Une vie au ralenti – Part.3

« Il y a ici un appétit d’essentiel sans cesse entretenu par le spectacle d’une nature où l’homme apparaît comme un humble accident, par la finesse et la lenteur d’une vie où la lenteur tue le mesquin. » – Nicolas Bouvier dans L’Usage du monde (1963).
C’était comme une parenthèse de respiration, condamnant tout ce qui va trop vite. Un souffle long de deux mois. Une pleine conscience après les nerfs à vif. Est-ce que cela durera-t-il ? L’intensité d’une vie retrouvée bousculera-t-elle ce calme plat ?

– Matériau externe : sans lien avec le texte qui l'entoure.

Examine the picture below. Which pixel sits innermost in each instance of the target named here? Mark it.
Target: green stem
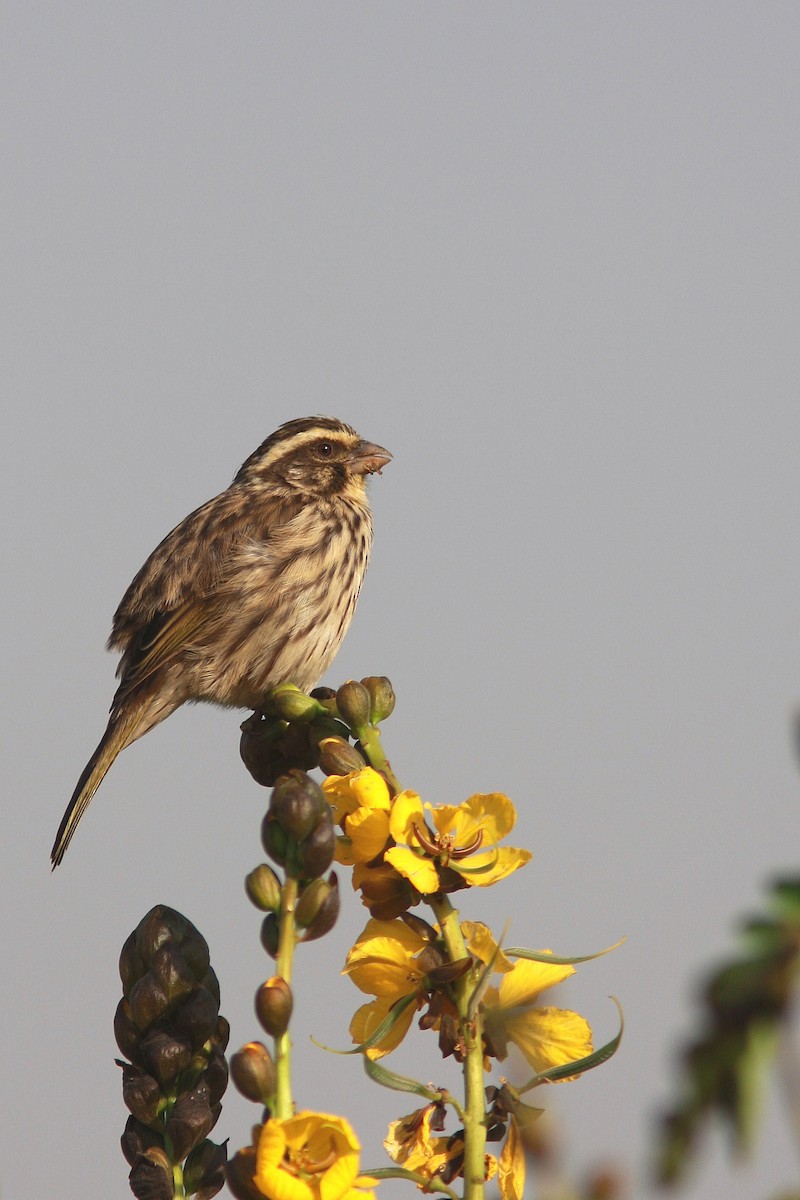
(471, 1036)
(370, 739)
(283, 1101)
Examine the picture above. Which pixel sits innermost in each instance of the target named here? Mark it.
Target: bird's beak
(367, 457)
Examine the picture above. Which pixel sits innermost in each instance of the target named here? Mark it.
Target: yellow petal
(360, 789)
(482, 870)
(524, 984)
(367, 1019)
(511, 1173)
(368, 832)
(407, 811)
(482, 946)
(492, 814)
(549, 1037)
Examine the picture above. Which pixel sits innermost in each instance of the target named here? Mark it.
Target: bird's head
(317, 456)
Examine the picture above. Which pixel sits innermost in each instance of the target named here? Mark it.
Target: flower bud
(382, 697)
(296, 804)
(311, 899)
(240, 1174)
(140, 1093)
(259, 749)
(164, 1056)
(148, 1002)
(126, 1032)
(204, 1170)
(197, 1017)
(172, 972)
(338, 757)
(274, 1005)
(253, 1073)
(263, 888)
(137, 1139)
(151, 1176)
(275, 839)
(132, 966)
(354, 705)
(316, 853)
(271, 934)
(293, 705)
(191, 1121)
(326, 915)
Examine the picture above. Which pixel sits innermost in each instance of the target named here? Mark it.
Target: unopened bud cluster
(168, 1026)
(307, 731)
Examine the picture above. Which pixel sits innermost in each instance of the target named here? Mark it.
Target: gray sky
(547, 253)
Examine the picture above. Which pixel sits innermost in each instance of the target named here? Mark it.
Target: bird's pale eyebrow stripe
(292, 444)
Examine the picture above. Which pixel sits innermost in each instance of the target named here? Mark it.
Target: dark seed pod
(382, 697)
(253, 1073)
(274, 1005)
(354, 705)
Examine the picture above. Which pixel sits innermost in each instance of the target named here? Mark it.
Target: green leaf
(388, 1024)
(388, 1078)
(519, 952)
(582, 1065)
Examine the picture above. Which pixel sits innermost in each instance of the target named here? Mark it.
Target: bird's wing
(158, 642)
(194, 559)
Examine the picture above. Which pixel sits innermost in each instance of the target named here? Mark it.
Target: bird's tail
(120, 732)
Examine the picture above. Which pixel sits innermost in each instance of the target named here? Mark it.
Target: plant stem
(370, 738)
(283, 1101)
(471, 1036)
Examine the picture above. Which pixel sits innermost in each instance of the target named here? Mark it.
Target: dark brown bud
(385, 893)
(258, 748)
(421, 928)
(240, 1173)
(151, 1176)
(137, 1139)
(274, 1005)
(216, 1075)
(126, 1032)
(293, 705)
(223, 1033)
(275, 839)
(263, 888)
(354, 705)
(296, 804)
(132, 966)
(316, 853)
(210, 982)
(382, 697)
(191, 1121)
(140, 1093)
(271, 935)
(253, 1073)
(338, 757)
(326, 900)
(197, 1017)
(164, 1056)
(172, 972)
(204, 1170)
(148, 1002)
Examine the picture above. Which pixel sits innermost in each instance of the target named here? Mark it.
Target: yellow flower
(386, 963)
(311, 1156)
(511, 1170)
(547, 1037)
(463, 839)
(411, 1143)
(361, 804)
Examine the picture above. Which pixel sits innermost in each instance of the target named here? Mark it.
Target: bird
(254, 588)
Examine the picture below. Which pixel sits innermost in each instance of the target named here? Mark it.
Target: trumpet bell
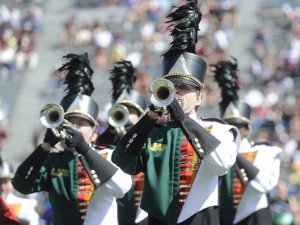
(118, 115)
(52, 115)
(161, 92)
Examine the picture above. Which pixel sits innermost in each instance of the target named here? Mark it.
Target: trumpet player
(82, 182)
(128, 106)
(183, 157)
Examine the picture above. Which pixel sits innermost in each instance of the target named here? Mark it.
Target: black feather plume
(122, 77)
(79, 74)
(185, 21)
(225, 74)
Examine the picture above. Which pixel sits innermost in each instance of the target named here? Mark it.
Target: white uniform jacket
(102, 209)
(267, 160)
(204, 190)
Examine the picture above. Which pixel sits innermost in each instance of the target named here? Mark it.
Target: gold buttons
(97, 181)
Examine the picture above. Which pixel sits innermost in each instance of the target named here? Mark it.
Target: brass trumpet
(161, 92)
(52, 117)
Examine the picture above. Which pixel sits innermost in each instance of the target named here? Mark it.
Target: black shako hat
(123, 78)
(78, 101)
(232, 109)
(180, 62)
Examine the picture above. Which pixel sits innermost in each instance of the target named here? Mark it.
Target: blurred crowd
(270, 85)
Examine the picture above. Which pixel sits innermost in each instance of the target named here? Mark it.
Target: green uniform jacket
(161, 167)
(55, 173)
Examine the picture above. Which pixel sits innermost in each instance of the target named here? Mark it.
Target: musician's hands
(50, 138)
(176, 111)
(76, 140)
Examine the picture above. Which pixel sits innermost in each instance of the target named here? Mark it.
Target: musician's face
(189, 97)
(85, 127)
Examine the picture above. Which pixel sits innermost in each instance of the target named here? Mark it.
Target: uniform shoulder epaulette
(260, 143)
(211, 119)
(104, 146)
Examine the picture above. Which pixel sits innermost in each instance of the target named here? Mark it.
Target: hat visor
(90, 119)
(183, 80)
(237, 122)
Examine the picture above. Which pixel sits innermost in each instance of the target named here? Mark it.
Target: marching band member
(181, 157)
(76, 174)
(244, 189)
(128, 106)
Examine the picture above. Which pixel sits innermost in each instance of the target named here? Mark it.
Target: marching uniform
(246, 197)
(126, 102)
(183, 158)
(169, 195)
(77, 173)
(71, 187)
(256, 172)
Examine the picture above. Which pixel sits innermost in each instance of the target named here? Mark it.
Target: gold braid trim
(186, 76)
(245, 119)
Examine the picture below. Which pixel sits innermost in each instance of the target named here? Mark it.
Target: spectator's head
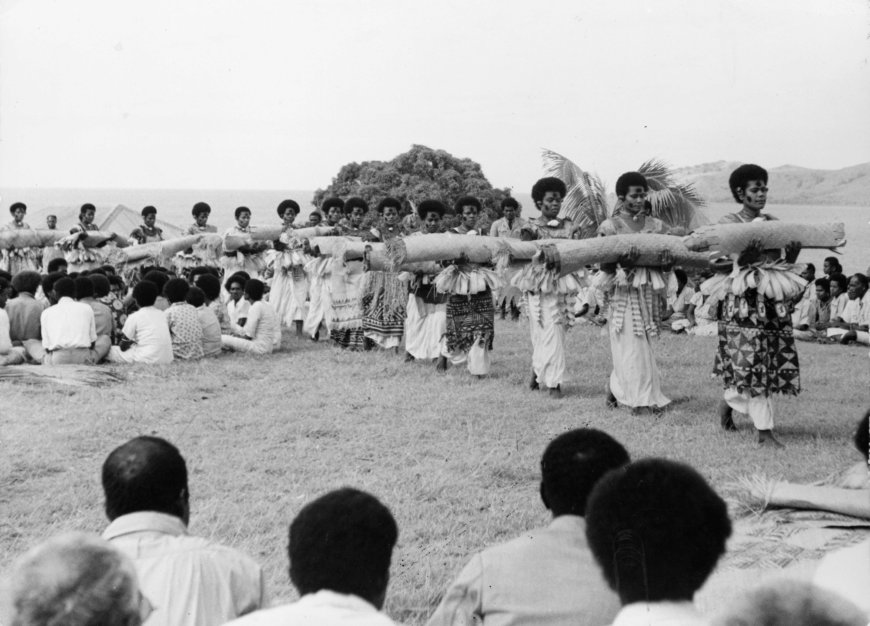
(65, 288)
(255, 290)
(210, 285)
(748, 184)
(571, 466)
(146, 474)
(145, 293)
(76, 579)
(791, 603)
(343, 542)
(26, 282)
(84, 287)
(656, 529)
(58, 265)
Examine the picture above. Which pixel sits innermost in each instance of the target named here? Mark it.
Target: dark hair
(353, 203)
(57, 263)
(571, 466)
(65, 288)
(389, 201)
(84, 287)
(195, 297)
(144, 474)
(431, 206)
(255, 289)
(288, 204)
(656, 529)
(210, 285)
(343, 541)
(145, 293)
(176, 290)
(630, 179)
(551, 183)
(742, 175)
(101, 284)
(332, 202)
(26, 282)
(465, 201)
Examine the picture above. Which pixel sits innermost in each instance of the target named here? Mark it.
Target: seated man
(545, 576)
(146, 332)
(262, 331)
(69, 334)
(340, 549)
(76, 579)
(191, 580)
(656, 529)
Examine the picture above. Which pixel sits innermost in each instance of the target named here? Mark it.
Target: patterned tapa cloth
(470, 318)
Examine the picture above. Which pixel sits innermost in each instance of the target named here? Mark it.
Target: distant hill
(789, 184)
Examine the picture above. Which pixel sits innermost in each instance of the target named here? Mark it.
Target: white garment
(324, 608)
(190, 581)
(425, 327)
(759, 409)
(68, 324)
(148, 329)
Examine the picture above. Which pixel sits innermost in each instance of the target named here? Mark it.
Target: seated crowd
(89, 317)
(630, 543)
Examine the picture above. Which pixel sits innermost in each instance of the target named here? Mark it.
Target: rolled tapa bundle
(727, 239)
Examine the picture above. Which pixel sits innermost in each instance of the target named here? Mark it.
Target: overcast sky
(258, 94)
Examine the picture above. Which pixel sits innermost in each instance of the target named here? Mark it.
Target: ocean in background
(173, 206)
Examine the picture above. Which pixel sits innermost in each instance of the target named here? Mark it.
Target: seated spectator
(211, 287)
(184, 327)
(69, 335)
(146, 334)
(656, 529)
(792, 603)
(8, 354)
(262, 330)
(211, 327)
(192, 581)
(76, 579)
(25, 310)
(545, 576)
(103, 320)
(340, 550)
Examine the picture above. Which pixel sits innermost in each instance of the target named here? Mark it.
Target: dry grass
(455, 458)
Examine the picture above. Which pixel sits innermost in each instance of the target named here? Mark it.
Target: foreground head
(343, 542)
(547, 195)
(656, 529)
(431, 212)
(571, 466)
(791, 603)
(146, 474)
(748, 185)
(76, 579)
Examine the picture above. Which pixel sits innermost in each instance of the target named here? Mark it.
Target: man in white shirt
(190, 581)
(547, 576)
(657, 530)
(69, 334)
(340, 549)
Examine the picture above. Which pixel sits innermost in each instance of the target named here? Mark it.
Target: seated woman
(262, 331)
(146, 336)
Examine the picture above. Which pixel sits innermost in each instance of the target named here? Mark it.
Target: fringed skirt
(384, 298)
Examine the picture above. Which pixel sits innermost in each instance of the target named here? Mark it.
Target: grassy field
(455, 458)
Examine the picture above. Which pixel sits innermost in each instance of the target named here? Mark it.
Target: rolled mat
(728, 239)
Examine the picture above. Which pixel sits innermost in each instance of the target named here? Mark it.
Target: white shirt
(148, 329)
(67, 325)
(190, 581)
(324, 608)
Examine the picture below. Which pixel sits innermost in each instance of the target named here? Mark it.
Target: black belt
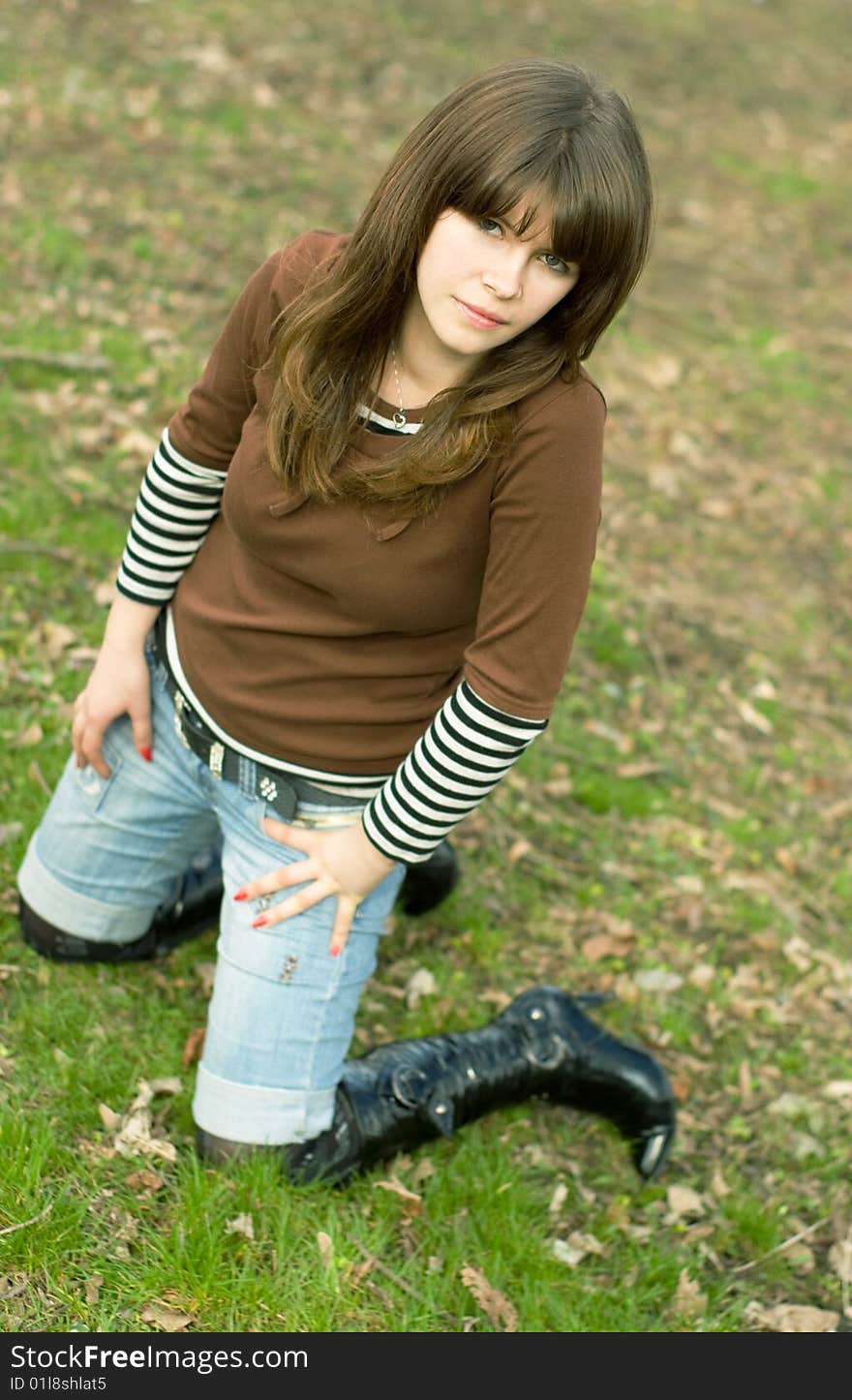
(283, 791)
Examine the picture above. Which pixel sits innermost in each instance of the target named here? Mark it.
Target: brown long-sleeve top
(332, 641)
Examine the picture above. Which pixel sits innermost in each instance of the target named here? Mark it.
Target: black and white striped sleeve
(176, 504)
(466, 750)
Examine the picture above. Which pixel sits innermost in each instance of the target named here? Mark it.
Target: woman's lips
(478, 318)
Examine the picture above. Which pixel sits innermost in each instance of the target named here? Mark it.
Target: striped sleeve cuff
(176, 504)
(466, 750)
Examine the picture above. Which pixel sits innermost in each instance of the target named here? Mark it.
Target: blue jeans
(282, 1016)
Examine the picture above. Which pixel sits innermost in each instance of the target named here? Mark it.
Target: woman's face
(480, 285)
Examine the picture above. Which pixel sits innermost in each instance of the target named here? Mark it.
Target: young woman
(345, 609)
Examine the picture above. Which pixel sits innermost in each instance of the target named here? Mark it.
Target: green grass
(687, 801)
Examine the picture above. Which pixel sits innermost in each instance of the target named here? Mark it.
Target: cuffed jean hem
(258, 1114)
(78, 913)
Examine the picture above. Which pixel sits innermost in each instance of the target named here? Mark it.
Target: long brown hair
(533, 132)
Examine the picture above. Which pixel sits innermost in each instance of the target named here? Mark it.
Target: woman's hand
(119, 684)
(343, 863)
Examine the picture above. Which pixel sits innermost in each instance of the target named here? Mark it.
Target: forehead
(531, 220)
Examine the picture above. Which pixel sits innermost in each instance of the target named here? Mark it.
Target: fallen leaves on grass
(574, 1249)
(164, 1318)
(194, 1046)
(418, 986)
(792, 1318)
(500, 1312)
(411, 1202)
(133, 1129)
(682, 1202)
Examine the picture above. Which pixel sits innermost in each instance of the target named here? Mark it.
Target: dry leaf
(420, 985)
(241, 1225)
(412, 1202)
(559, 1198)
(194, 1048)
(657, 979)
(754, 718)
(166, 1318)
(566, 1253)
(688, 1299)
(144, 1180)
(683, 1200)
(838, 1089)
(496, 1305)
(792, 1318)
(719, 1186)
(133, 1129)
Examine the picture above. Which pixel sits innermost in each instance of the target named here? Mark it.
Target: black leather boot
(541, 1045)
(195, 910)
(428, 884)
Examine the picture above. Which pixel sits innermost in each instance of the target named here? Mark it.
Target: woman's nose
(505, 278)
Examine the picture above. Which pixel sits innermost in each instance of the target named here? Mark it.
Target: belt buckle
(179, 705)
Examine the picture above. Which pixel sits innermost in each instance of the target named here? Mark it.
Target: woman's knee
(62, 945)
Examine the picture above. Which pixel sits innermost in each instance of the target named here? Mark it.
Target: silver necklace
(399, 419)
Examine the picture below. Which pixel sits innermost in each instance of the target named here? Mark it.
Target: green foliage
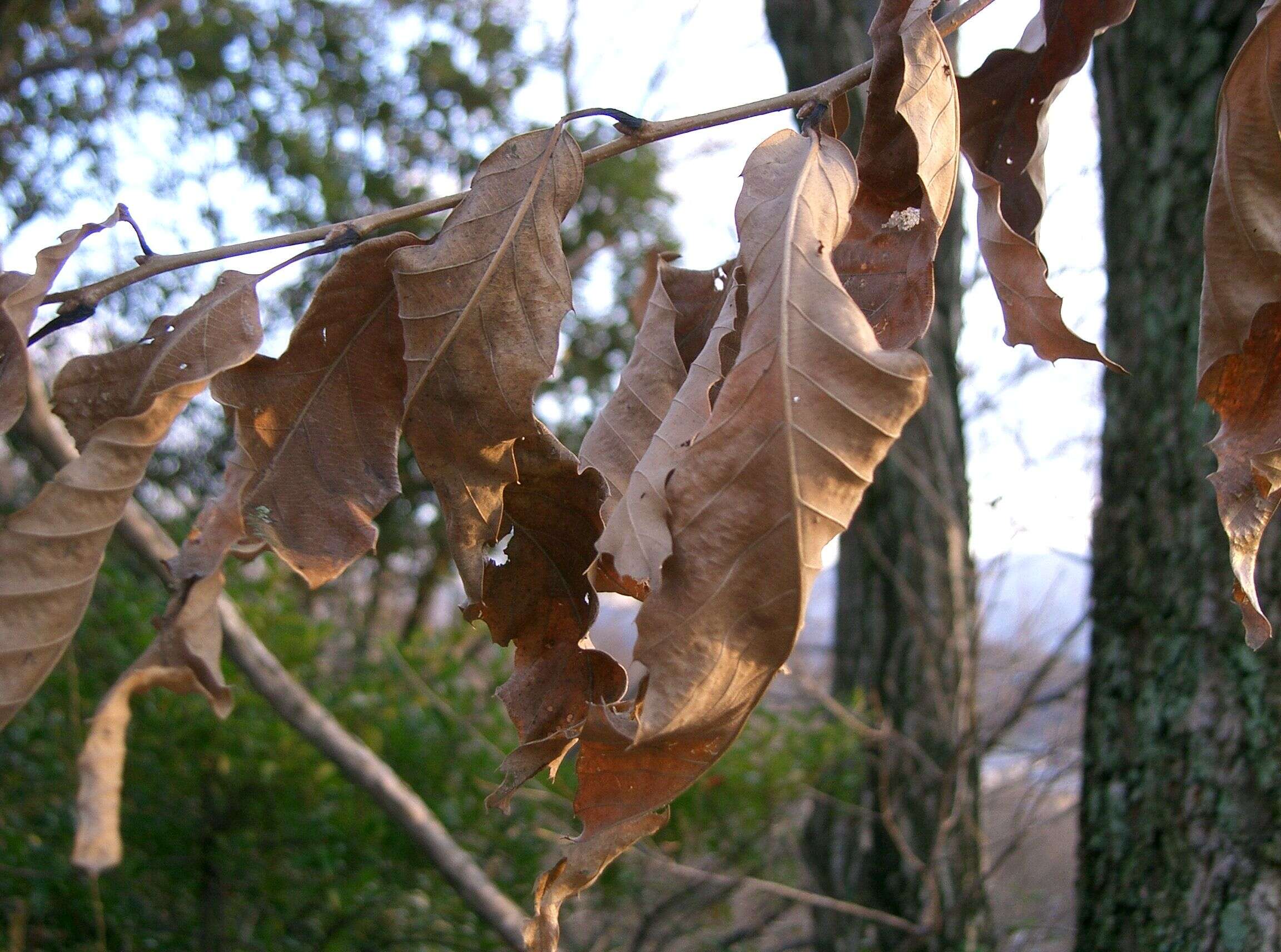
(240, 836)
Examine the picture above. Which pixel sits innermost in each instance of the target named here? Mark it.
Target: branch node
(71, 313)
(142, 242)
(342, 236)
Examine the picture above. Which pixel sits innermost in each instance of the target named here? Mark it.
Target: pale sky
(1033, 436)
(1033, 441)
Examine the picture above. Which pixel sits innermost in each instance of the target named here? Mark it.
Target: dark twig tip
(342, 236)
(624, 122)
(68, 314)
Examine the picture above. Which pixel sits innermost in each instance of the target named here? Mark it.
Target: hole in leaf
(498, 553)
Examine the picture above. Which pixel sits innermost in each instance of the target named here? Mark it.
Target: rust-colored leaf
(218, 331)
(907, 170)
(1004, 136)
(317, 430)
(19, 300)
(183, 658)
(13, 356)
(53, 548)
(1239, 364)
(541, 599)
(637, 540)
(807, 411)
(482, 306)
(676, 325)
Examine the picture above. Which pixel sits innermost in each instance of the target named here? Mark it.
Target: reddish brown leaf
(317, 430)
(907, 170)
(541, 599)
(53, 548)
(637, 541)
(1004, 110)
(183, 659)
(1239, 364)
(482, 306)
(807, 411)
(676, 325)
(221, 330)
(19, 299)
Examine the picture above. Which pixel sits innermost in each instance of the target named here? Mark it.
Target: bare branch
(364, 768)
(648, 132)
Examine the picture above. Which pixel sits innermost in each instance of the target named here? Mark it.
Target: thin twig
(790, 892)
(86, 56)
(647, 133)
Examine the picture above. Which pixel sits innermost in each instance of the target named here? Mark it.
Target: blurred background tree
(1181, 795)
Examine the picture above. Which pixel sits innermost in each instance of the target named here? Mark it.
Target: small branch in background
(635, 135)
(360, 765)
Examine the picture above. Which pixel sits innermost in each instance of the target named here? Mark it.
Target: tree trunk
(1181, 801)
(906, 633)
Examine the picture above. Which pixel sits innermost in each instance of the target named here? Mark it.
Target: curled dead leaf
(541, 600)
(54, 546)
(19, 300)
(1004, 136)
(183, 659)
(220, 331)
(482, 308)
(682, 308)
(317, 428)
(637, 538)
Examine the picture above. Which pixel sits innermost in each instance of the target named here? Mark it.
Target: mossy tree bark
(1181, 802)
(906, 633)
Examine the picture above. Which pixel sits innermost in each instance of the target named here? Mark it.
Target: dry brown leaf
(637, 540)
(19, 299)
(183, 659)
(482, 308)
(1004, 111)
(676, 317)
(218, 529)
(808, 410)
(13, 358)
(907, 171)
(54, 546)
(1239, 364)
(540, 599)
(218, 331)
(318, 428)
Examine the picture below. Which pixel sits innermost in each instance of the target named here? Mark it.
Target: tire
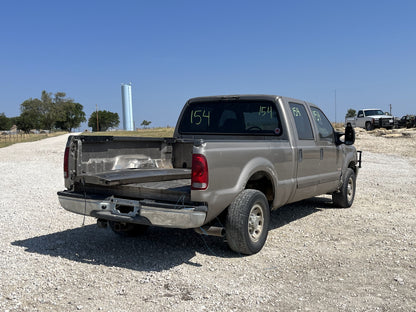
(345, 196)
(127, 229)
(247, 222)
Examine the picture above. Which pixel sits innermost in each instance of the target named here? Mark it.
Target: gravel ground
(316, 258)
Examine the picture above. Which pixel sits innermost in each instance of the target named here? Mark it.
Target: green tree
(49, 112)
(5, 123)
(31, 116)
(145, 123)
(106, 120)
(351, 113)
(70, 116)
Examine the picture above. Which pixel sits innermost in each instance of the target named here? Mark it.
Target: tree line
(57, 112)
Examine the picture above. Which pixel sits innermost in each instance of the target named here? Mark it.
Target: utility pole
(335, 105)
(96, 113)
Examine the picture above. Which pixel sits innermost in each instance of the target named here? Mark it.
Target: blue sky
(173, 50)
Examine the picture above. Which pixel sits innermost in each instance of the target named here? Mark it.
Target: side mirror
(349, 136)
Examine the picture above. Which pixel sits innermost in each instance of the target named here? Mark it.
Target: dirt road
(316, 258)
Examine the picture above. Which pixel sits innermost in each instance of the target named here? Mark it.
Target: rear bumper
(133, 211)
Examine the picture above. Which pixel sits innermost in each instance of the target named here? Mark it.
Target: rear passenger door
(330, 154)
(308, 153)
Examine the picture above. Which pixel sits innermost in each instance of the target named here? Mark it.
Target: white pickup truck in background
(370, 119)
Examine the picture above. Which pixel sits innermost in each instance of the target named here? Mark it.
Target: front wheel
(247, 222)
(345, 196)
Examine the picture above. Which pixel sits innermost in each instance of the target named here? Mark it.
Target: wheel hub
(255, 222)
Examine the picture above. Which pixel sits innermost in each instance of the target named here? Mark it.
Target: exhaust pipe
(211, 230)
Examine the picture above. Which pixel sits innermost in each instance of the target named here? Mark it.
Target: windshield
(374, 112)
(231, 117)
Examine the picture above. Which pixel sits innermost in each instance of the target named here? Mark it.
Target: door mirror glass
(349, 135)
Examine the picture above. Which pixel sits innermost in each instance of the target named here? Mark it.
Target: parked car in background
(370, 119)
(408, 121)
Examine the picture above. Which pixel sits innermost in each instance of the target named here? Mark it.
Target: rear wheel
(247, 222)
(345, 196)
(368, 126)
(127, 229)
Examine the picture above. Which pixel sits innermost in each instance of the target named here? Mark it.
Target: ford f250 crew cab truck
(231, 160)
(370, 119)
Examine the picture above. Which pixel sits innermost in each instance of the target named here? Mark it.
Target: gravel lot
(316, 258)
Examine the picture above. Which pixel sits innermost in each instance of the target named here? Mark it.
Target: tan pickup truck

Le 11 mai sera la fin. La fin d’un monde étrange, d’un rêve éveillé. Mais une question subsiste : qu’est-ce qu’il y aura, après ?
Le contact social, le travail, nos envies, nos besoins, tout va évoluer. Peut-être que nous serons-nous, nous-mêmes, des êtres plus évolués. Nous serons sans aucun doute marqués. Mais serons-nous… Réveillés ? Il était temps que nos habitudes changent, que nous vivions localement. Que les gestes d’entraide fleurissent, que le sourire déride nos visages endormis. Qu’il ne reste que le moment présent. Le printemps a plus que jamais déposé son voile d’air chaud et de verdure sur notre terre. Mars et ses débuts d’espoir, Avril et ses giboulées, Mai et sa météo imparfaite. Les oiseaux, peu importe le temps, sont, eux, toujours à la fête. Ils nous jettent aux oreilles l’image grossière de notre situation. Ils nous défient de les rejoindre mais nous surveillent, aussi. Notre liberté est un enjeu, un échiquier où chaque coup nous fera soit avancer, soit reculer. En attendant, pour encore quelques jours, nous acceptons cette musique et son constat désagréable : c’est vrai que, sans nous, ils semblaient bien heureux.

Le 11 mai sera le début. Le début de “l’après” . Le premier jour du reste du mois de mai. Nous aurons envie d’humain, de toucher, nous aurons envie de rire, de sentir l’air sur nos mollets. Les lunettes de soleil campés sur notre nez, nous regarderons le ciel. Ou au mieux, le haut des immeubles. Nous aurons cette impression de journée sans fin, de scène comme dans les films. La vie aura une bande-son, une autre photographie, un cadre plus grand. Nous vivrons les mêmes moments qu’avant, ceux qui nous paraissaient anodins, comme des viviers de bonheurs simples. Une vie en Kaléidoscope. Un filtre à la Jean-Pierre Jeunet. Etre en famille, entre amis, frôler l’herbe, sentir le vent du mi-printemps fouetter nos joues, balayer nos cheveux, piquer notre nez. Regarder les premières traces rouges que le soleil a laissé, sur nos bras dénudés. S’allonger sur une dalle de béton chaud, le sac sous notre tête. Faire glisser sous nos doigts les tiges folles de nos plaines vertes.
L’intensité d’un quotidien retrouvé bousculera sûrement nos songes engourdis. A nous alors de décider si nos vieux rêves doivent reprendre vie.


Mes pensées pour les proches des personnes décédées durant l’épidémie, pour le courage et la force de l’ensemble du personnel soignant et les travailleurs restés à nos côtés, au quotidien.